Necrophilia—Deathinition

Necrophilia (love of the dead)—also called Thanatophilia—is one of the last great taboos of humankind. A paraphilia combining both Eros and Thanatos, necrophilia is a nihilistic act of procreation and an elevation of the corpse to a level of desire, it is an overstepping of traditional ethics and a re-evaluation of sexuality, it is foremost an intricate constituent of human history, religion, and culture: ‘[J]ust as I finished, I began to feel that icy screaming in one of my auricles, and my blood pumping it all over me until I understood the putrid green stench of that mindless decay…’ [27] William T. Vollmann, The Rainbow Stories (New York, 1989), p. 297.
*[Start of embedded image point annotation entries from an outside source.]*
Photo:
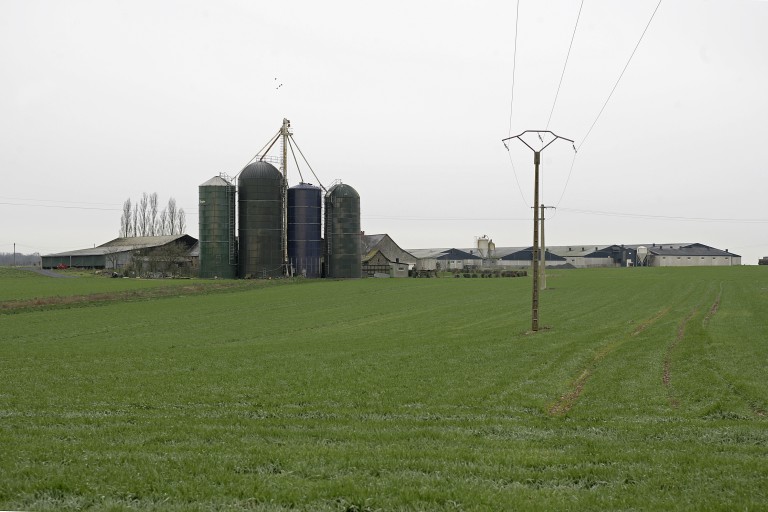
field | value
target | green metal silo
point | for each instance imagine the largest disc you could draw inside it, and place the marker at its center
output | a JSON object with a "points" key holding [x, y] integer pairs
{"points": [[260, 202], [218, 250], [342, 232]]}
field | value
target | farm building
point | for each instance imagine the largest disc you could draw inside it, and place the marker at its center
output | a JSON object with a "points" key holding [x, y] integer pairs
{"points": [[592, 256], [445, 259], [381, 255], [684, 255], [520, 257], [145, 251]]}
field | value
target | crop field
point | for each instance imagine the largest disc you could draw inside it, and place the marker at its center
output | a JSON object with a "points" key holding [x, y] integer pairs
{"points": [[645, 389]]}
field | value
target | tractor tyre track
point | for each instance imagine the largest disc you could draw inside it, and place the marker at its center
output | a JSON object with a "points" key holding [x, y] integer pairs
{"points": [[569, 399]]}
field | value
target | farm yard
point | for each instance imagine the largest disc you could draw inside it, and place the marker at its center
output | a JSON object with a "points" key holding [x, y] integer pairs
{"points": [[645, 389]]}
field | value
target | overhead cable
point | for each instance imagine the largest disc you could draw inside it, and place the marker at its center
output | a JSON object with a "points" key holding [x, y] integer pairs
{"points": [[620, 75], [663, 217], [565, 65]]}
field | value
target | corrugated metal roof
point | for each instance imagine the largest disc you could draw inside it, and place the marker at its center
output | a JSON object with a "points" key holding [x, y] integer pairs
{"points": [[216, 181], [127, 244]]}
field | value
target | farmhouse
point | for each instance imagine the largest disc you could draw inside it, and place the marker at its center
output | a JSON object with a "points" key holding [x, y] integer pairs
{"points": [[445, 259], [120, 252], [685, 255], [381, 255]]}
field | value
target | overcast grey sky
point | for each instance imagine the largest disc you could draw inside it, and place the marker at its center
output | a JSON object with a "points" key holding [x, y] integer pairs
{"points": [[405, 101]]}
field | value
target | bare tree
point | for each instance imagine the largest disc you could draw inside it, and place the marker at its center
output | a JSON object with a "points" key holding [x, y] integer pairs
{"points": [[142, 228], [134, 222], [173, 219], [162, 223], [142, 219], [125, 219], [153, 214], [182, 221]]}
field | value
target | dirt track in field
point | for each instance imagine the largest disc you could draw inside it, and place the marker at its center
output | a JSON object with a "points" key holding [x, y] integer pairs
{"points": [[569, 399]]}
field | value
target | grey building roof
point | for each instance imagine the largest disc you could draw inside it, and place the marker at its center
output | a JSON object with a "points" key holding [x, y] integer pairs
{"points": [[689, 250], [387, 247], [128, 244], [444, 254]]}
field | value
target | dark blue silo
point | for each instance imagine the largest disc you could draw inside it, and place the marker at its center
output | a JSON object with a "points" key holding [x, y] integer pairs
{"points": [[260, 204], [305, 244]]}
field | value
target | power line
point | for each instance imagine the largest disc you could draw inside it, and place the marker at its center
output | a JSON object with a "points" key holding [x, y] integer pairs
{"points": [[564, 65], [514, 65], [662, 217], [446, 219], [620, 75], [62, 206], [615, 85], [512, 103], [52, 201]]}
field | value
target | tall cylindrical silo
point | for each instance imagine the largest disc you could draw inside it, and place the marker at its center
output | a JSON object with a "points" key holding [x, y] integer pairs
{"points": [[342, 232], [305, 242], [218, 252], [260, 189]]}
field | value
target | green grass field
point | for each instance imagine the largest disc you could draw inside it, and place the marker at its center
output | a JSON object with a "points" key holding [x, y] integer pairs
{"points": [[645, 390]]}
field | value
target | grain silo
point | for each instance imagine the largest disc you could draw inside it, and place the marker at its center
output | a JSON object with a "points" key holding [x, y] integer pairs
{"points": [[260, 215], [305, 244], [342, 232], [218, 252]]}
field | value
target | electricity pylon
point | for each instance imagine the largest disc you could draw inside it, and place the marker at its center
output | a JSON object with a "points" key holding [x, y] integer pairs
{"points": [[535, 262]]}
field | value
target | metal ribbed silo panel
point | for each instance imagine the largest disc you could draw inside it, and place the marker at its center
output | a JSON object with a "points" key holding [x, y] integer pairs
{"points": [[342, 232], [305, 244], [218, 255], [260, 202]]}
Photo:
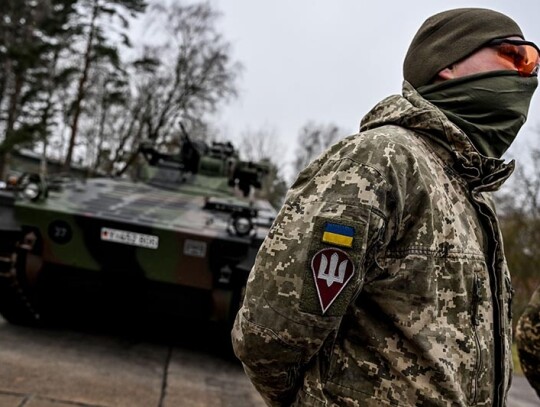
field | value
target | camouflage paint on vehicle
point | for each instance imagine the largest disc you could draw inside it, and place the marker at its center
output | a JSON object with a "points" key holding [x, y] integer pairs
{"points": [[167, 244]]}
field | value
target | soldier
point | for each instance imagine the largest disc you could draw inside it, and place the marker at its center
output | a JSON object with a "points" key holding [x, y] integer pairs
{"points": [[528, 341], [383, 279]]}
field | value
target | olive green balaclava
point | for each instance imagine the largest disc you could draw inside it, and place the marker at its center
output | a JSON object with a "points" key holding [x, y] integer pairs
{"points": [[450, 36]]}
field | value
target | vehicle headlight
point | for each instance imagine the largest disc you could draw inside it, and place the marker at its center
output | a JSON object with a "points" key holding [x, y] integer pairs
{"points": [[31, 187], [242, 225], [31, 191]]}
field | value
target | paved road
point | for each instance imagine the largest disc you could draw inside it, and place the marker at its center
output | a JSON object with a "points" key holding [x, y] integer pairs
{"points": [[76, 368], [66, 368]]}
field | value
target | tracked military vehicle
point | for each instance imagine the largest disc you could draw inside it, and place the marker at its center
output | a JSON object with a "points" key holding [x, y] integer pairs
{"points": [[180, 240]]}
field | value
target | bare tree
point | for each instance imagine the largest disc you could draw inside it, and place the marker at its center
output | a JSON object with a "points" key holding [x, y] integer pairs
{"points": [[313, 139], [263, 146]]}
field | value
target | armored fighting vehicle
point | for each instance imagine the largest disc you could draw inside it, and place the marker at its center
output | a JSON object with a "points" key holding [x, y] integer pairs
{"points": [[180, 240]]}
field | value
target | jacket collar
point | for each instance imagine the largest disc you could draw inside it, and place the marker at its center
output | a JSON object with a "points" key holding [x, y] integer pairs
{"points": [[413, 112]]}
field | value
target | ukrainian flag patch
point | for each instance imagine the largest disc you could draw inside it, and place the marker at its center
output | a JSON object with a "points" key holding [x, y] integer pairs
{"points": [[338, 235]]}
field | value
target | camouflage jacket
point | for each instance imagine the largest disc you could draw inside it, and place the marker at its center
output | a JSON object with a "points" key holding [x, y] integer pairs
{"points": [[528, 341], [383, 279]]}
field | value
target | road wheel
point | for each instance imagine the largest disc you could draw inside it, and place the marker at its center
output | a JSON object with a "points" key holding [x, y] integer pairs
{"points": [[17, 304]]}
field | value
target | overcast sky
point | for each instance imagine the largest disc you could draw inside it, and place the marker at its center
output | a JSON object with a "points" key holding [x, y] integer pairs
{"points": [[330, 61]]}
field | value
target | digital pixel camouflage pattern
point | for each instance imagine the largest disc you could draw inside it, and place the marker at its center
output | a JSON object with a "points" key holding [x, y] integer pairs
{"points": [[528, 341], [424, 319]]}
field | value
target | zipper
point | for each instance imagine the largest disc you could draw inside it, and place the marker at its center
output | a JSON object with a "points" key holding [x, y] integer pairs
{"points": [[474, 320], [496, 288]]}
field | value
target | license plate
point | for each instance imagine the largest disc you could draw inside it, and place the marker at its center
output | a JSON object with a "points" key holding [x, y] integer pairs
{"points": [[129, 238], [194, 248]]}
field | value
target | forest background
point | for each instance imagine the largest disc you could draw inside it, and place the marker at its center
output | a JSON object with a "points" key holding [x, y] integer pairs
{"points": [[75, 88]]}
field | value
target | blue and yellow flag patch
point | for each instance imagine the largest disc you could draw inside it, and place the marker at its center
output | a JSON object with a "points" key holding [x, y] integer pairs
{"points": [[338, 235]]}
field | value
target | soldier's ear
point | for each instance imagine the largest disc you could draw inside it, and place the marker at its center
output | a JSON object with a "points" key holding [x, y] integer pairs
{"points": [[445, 74]]}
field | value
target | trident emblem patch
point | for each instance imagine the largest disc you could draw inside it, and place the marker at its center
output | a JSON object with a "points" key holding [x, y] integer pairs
{"points": [[332, 269]]}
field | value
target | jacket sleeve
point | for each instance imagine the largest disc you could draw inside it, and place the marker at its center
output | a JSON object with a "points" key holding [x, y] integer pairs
{"points": [[309, 269]]}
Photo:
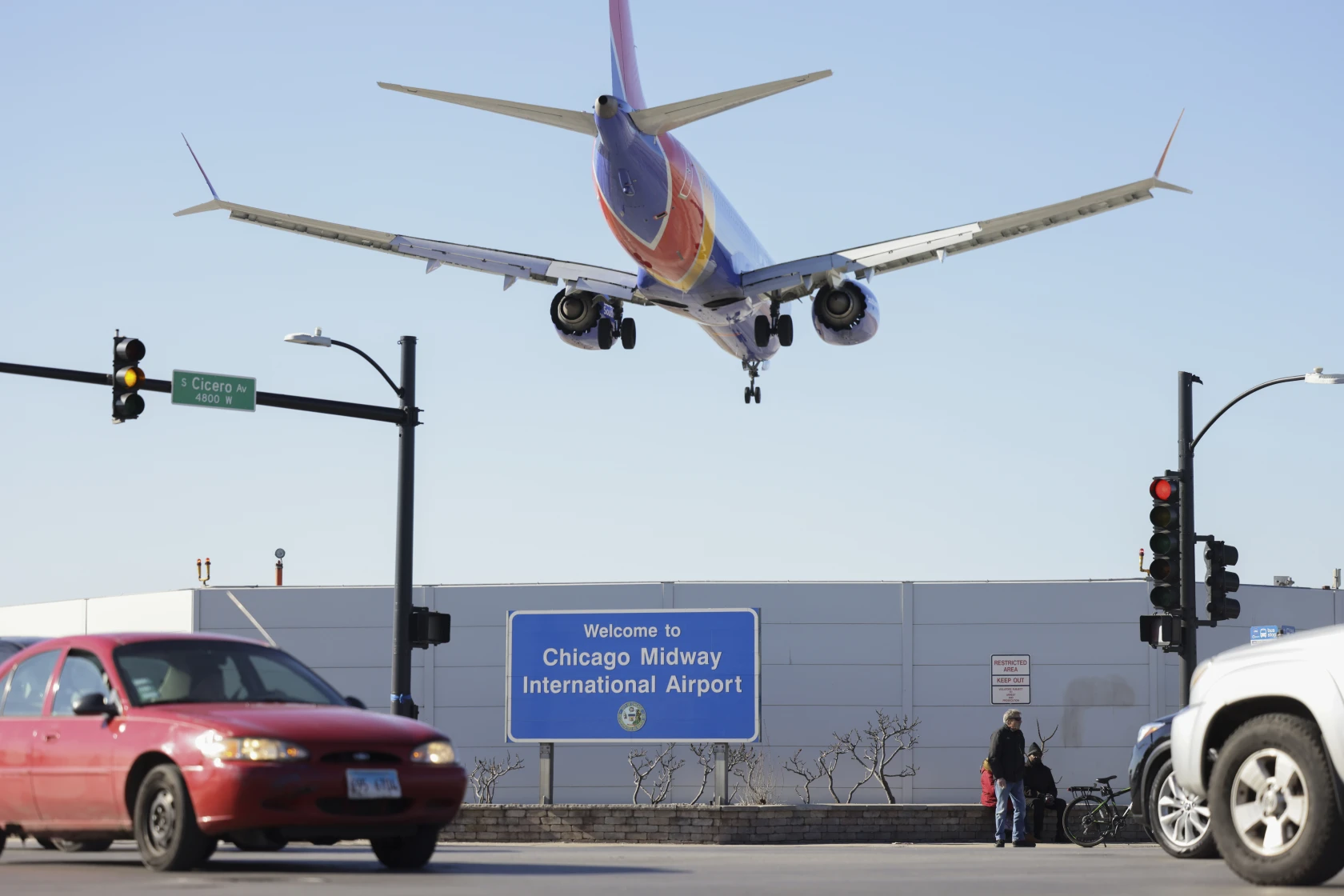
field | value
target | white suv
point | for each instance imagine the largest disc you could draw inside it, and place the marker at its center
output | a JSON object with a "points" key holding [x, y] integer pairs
{"points": [[1264, 739]]}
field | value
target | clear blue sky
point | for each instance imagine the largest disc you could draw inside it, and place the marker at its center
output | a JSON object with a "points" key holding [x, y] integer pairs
{"points": [[1004, 423]]}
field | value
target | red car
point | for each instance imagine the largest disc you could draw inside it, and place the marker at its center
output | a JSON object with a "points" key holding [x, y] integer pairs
{"points": [[185, 741]]}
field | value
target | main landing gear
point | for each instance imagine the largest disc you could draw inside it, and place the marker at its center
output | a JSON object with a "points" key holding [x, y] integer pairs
{"points": [[751, 391], [776, 324], [608, 330]]}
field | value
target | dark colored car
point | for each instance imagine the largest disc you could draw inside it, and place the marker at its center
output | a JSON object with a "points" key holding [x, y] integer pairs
{"points": [[183, 741], [1175, 818]]}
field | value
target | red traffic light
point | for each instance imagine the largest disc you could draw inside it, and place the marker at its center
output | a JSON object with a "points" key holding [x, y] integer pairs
{"points": [[1162, 490]]}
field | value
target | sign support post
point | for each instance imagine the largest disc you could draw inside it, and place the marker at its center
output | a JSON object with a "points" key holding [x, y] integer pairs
{"points": [[546, 762], [721, 774]]}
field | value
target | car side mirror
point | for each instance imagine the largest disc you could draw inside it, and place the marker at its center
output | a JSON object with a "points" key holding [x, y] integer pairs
{"points": [[93, 704]]}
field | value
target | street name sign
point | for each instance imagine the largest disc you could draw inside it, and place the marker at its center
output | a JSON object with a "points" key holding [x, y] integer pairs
{"points": [[1010, 678], [632, 676], [214, 390]]}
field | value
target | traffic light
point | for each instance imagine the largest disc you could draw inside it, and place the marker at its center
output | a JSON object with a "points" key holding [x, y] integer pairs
{"points": [[1164, 569], [1219, 581], [126, 379]]}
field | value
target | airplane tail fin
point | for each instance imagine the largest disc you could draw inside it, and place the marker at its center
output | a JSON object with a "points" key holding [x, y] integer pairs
{"points": [[626, 67]]}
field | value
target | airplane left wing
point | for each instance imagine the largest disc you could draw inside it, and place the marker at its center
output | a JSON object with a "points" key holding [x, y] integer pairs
{"points": [[511, 266]]}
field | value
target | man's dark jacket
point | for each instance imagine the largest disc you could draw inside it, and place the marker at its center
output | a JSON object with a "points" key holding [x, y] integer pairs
{"points": [[1006, 754], [1037, 779]]}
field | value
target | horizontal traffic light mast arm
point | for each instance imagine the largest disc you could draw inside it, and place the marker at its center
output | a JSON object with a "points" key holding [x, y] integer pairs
{"points": [[1250, 391], [269, 399]]}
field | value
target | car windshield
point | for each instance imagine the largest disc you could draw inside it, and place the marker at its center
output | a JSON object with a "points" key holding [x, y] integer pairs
{"points": [[159, 672]]}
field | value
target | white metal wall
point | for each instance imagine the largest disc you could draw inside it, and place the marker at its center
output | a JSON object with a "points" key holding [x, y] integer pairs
{"points": [[832, 653]]}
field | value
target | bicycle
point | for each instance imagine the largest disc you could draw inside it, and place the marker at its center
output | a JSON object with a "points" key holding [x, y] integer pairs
{"points": [[1093, 816]]}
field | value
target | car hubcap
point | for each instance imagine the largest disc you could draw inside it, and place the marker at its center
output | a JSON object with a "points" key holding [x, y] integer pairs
{"points": [[1269, 802], [163, 820], [1183, 816]]}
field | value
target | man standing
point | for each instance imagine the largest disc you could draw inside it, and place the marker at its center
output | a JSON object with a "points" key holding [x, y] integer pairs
{"points": [[1039, 783], [1007, 765]]}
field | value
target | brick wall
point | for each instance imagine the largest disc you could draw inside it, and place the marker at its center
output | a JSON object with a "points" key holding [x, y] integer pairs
{"points": [[682, 824]]}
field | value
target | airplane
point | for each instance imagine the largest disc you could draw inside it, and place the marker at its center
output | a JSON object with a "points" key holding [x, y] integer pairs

So, what is necrophilia? The Compact Oxford English Dictionary defines it as: ‘necrophilia /nekrəfilliə/ • noun—sexual intercourse with or attraction towards a corpse.’ This compact description provides a basis for an examination of the term and its linguistic and legal definition. νεκρός (nekros) = ‘corpse’ or ‘dead’ and φιλία (philia) = ‘love’ or ‘friendship’, hence an artificial compound word derived from Ancient Greek meaning a love of the dead. The pioneer Belgian psychiatrist Dr Joseph Guislain neologized the word in 1860, but its meaning is closer to a ‘love of death’ or a ‘lust to create death’ rather than ‘a lover of the dead’. In 1874, W.A.F. Browne, once Commissioner for Lunacy in Scotland, used the term ‘necrophagy’ (eating of dead or decaying flesh). Alexis Epaulard in his paper ‘Vampirisme, Necrophilie, Necrosadisme, Necrophagie’ (1901), defined Necrosadism (sexual gratification from the mutilation of corpses). These terminologies often overlap and, in Bertrand’s case, they form part of a sexual trilogy in which necrophagy and necrosadism combine to create necrophilia: ‘When you put it that way, you would think that people would naturally prefer to be a sex object. After all, to say that your body becomes a waste object is to say that when you die you become excrement. The cadaver is a parody of you made out of shit. Who wants that? Wouldn’t it be better to be a sex object? [28] Supervert, Necrophilia Variations (USA, 2005), p. 1. Merriam-Webster’s online dictionary defines necrophilia as an ‘obsession with and usually erotic interest in or stimulation by corpses’. This takes necrophilia out of the list of paraphilias and places it in the realm of obsession (a weaker form of fetishism). Being obsessed with corpses does not necessarily mean having sex with the dead. Goths wear skull rings and skeleton jewellery. Mexicans celebrate El Día de los Muertos (Day of the Dead) where one can buy candy skulls and skeleton dolls.